After the dust settles, Trump’s tax cuts and infrastructure-spending plans may drive yields back up, especially if Republicans hold both the House and Senate. That impact could be exaggerated if the Republican’s isolationist foreign policy prompts countries with large Treasury stakes to unload them, Credit Agricole analysts said. Fiscal largess would also benefit inflation-linked bonds, which already are outperforming nominal securities this year.
Yields would only remain flat under Trump, according to Bank of America, in the unlikeliest event of all: President Trump finds himself up against Democrats controlling both houses of Congress, because they would resist his massive tax cuts.
Trump’s support for fossil fuels could spur a rebound for energy industry bonds, especially high-yield ones, after two years of major losses in the commodities slump, Wells Fargo & Co. said in a report. As for munis, “Trump’s plan to slash personal tax rates could deal a blow to the asset class,” BlackRock’s report said.

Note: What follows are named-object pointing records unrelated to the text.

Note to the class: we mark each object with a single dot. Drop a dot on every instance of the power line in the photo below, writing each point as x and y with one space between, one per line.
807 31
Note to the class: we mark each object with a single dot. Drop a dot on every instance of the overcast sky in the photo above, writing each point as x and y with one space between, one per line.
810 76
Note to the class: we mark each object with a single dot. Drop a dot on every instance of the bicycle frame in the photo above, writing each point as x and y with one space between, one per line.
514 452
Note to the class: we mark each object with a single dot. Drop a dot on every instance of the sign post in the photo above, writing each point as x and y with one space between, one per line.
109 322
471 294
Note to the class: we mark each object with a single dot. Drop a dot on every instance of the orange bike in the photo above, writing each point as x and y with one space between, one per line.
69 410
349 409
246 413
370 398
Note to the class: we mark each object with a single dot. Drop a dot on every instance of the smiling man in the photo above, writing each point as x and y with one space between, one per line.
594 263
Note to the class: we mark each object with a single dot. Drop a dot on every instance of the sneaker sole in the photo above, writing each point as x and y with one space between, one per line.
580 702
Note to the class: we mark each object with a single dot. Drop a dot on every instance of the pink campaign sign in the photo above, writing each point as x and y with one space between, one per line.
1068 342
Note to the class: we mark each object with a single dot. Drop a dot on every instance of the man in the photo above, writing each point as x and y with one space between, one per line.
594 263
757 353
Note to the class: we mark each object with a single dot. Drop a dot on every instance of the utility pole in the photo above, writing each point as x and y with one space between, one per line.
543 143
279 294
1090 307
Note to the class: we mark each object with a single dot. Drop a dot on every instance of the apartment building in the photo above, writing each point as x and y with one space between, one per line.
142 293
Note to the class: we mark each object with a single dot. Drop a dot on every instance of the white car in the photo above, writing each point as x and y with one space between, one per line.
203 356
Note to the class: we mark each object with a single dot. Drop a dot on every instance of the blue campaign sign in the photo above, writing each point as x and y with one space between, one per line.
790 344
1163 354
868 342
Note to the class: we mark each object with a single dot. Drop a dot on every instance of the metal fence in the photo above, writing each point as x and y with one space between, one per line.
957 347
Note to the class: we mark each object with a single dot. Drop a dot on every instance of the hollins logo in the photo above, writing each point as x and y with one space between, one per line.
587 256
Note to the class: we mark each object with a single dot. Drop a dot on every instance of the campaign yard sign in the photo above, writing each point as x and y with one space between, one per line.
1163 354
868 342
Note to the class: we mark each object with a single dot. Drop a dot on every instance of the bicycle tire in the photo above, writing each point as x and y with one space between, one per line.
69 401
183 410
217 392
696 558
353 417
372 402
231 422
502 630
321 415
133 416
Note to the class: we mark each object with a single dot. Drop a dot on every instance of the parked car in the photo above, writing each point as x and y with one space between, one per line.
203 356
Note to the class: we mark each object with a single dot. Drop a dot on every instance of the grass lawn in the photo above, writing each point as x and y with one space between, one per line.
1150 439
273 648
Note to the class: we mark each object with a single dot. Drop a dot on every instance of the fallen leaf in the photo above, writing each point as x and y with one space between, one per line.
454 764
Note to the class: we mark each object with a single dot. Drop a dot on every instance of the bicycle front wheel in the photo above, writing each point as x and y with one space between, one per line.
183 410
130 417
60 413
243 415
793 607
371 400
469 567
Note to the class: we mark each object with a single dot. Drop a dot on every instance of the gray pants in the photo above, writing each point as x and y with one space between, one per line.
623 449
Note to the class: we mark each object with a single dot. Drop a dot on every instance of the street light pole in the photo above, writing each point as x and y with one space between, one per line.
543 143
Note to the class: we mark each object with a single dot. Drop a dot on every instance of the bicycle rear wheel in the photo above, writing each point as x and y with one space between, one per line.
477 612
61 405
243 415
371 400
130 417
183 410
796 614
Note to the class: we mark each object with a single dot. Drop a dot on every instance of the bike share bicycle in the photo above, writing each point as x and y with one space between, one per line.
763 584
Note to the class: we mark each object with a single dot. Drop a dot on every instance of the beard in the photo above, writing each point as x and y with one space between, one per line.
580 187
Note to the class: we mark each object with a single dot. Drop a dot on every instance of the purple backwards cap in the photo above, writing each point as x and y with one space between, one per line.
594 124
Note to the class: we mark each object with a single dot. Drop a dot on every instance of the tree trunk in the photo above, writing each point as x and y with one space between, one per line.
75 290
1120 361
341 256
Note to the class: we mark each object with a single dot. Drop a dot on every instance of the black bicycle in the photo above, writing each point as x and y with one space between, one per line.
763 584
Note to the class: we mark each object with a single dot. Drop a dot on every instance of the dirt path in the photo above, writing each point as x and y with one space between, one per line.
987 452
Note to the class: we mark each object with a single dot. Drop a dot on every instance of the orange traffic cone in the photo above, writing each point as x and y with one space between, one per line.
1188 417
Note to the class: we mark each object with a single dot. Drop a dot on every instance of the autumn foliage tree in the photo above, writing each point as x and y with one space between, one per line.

Clinton Wins: A victory by the Democrat would initially drive up yields as investors sell off Treasuries in favor of riskier assets, Bank of America Corp. analysts said in a report. Ripple effects would raise borrowing costs for individuals and corporations worldwide because U.S. sovereigns are the global debt benchmark.
Yields on 10-year U.S. bonds have risen as much as 36 basis points since Clinton’s lead over Trump started widening in late July, and the bank’s analysts called the Democratic Party’s improving prospects “a major factor” behind that move.
Over the longer term, a Clinton victory would do little to yields — as long as Republicans retain control of at least one chamber of Congress — because her fiscal stimulus would be relatively small, especially compared to Trump’s plans for bigger tax cuts and more infrastructure spending. A Democratic sweep would likely result in more spending and drive yields higher.
Municipal debt could gain under Clinton because any increased taxes she imposes on the wealthy would make tax-free bonds more attractive, BlackRock said.